Furthermore, this interpretation of copyright completely ignores fair use. Fair use is the use of an author's work for free without the author's permission, and can be done if the author explicitly gives such permission or implicitly does so by letting a copyright or patent expire. Many artists do this in that they give away their songs for free on the interwebs. The RIAA, of course, collectively sticks its fingers in its ears and starts screaming like a siren when it hears the words "fair use".
Also, my other beef with copyright law is the term itself. It used to be that one had an exclusive copyright of 14 years with a possibility of one renewal, making a maximum total of 28 years; this has increased to 95 years. Also, before, the burden of making the copyright was on the author; now, for whatever reason, this is automatic. The former terms were implied in the Constitution and were explicitly stated in contemporaneous laws. I find it ironic that the RIAA uses the word "believes" to refer to the Framers' desire to encourage creativity through limited copyrights; then again, the RIAA makes no mention of an originally limited copyright.
Yup, the RIAA has a lot wrong in that one paragraph.
The next activity just strengthens that.

So the RIAA basically wants children to know that they must bow to its demands, and that fair and free use do not exist (and neither should limited copyrights with burden on the holder). More to the point, "piracy" is explicitly mentioned twice (in different word forms) while "fair use" is never even implied.

But my bigger problem is, why are they doing this to children?
Middle school students are fine candidates for this because they are just getting into mp3 players, CD mixes, online file sharing, and that sort of stuff. They should know about copyright law, but it should not be exclusively from one point of view; they should know both points of view and have the ability to decide between the two.

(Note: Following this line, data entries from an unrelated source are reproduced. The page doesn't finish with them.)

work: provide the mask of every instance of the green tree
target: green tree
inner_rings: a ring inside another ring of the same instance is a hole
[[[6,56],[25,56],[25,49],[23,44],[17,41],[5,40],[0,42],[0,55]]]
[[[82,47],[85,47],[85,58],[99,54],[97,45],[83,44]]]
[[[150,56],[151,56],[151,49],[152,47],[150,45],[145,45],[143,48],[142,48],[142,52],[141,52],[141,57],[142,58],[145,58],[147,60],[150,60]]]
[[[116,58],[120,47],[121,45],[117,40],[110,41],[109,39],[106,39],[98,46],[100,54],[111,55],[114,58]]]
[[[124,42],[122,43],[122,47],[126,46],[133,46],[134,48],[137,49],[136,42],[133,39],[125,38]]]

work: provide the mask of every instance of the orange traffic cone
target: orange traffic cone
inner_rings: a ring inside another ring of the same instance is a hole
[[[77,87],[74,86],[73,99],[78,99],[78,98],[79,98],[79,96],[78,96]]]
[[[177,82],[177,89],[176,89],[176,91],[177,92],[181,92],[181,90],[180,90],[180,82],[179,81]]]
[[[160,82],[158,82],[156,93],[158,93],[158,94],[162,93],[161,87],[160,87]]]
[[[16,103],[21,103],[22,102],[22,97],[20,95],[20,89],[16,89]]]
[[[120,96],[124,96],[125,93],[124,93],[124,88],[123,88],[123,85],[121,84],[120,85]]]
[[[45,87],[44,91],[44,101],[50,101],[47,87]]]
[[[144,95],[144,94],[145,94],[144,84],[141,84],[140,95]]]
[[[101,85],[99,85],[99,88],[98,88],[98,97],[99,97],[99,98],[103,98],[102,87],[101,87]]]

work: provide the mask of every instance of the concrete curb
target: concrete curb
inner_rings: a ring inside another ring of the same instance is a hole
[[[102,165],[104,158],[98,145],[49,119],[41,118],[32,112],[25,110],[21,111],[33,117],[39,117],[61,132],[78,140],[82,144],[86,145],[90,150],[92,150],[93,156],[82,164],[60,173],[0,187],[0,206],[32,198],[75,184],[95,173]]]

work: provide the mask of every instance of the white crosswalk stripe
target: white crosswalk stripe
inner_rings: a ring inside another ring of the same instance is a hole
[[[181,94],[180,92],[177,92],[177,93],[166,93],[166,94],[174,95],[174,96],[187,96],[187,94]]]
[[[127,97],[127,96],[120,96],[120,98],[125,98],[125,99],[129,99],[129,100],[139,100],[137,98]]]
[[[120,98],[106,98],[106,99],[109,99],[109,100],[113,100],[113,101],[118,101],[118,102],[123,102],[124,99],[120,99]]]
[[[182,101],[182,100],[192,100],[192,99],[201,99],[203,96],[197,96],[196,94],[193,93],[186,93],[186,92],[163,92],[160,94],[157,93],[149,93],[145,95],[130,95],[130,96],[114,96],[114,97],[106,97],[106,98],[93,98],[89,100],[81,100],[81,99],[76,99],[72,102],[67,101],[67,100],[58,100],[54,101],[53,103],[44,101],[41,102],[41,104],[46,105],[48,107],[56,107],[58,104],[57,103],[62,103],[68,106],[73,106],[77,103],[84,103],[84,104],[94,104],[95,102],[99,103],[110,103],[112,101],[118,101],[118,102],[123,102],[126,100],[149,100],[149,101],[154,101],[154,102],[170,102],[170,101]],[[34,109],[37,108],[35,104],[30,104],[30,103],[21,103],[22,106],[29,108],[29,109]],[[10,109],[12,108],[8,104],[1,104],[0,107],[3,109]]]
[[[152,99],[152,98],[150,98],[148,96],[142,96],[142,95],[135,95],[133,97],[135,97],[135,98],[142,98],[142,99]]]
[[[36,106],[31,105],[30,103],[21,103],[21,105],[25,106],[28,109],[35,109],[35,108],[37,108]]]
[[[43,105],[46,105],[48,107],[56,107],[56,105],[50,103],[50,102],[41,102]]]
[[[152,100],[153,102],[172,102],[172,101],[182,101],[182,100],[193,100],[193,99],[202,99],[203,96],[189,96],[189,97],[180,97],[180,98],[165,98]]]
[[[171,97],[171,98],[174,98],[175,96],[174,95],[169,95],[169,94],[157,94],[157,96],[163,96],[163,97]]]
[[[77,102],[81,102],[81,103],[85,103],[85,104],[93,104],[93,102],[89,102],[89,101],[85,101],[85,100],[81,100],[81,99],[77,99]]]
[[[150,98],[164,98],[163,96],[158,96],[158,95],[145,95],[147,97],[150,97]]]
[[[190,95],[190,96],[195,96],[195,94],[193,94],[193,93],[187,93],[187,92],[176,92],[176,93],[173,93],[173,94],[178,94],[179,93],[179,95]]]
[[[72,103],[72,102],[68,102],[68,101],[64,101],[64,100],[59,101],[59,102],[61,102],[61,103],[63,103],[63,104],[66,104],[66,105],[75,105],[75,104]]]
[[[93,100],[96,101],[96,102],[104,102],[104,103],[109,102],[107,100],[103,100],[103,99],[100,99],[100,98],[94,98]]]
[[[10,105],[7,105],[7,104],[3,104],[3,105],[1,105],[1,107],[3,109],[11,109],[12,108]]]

More importantly, though, is that elementary schoolers have much fewer, if any, such interests. They aren't as much into technology and probably have no idea what such things as file sharing are. So why does the RIAA feel the need to pursue such indoctrination?
I guess it's because they think it's best to get them while they're young.
But that's just wrong.
Teachers, please use some common sense and don't let private industries control public education like this.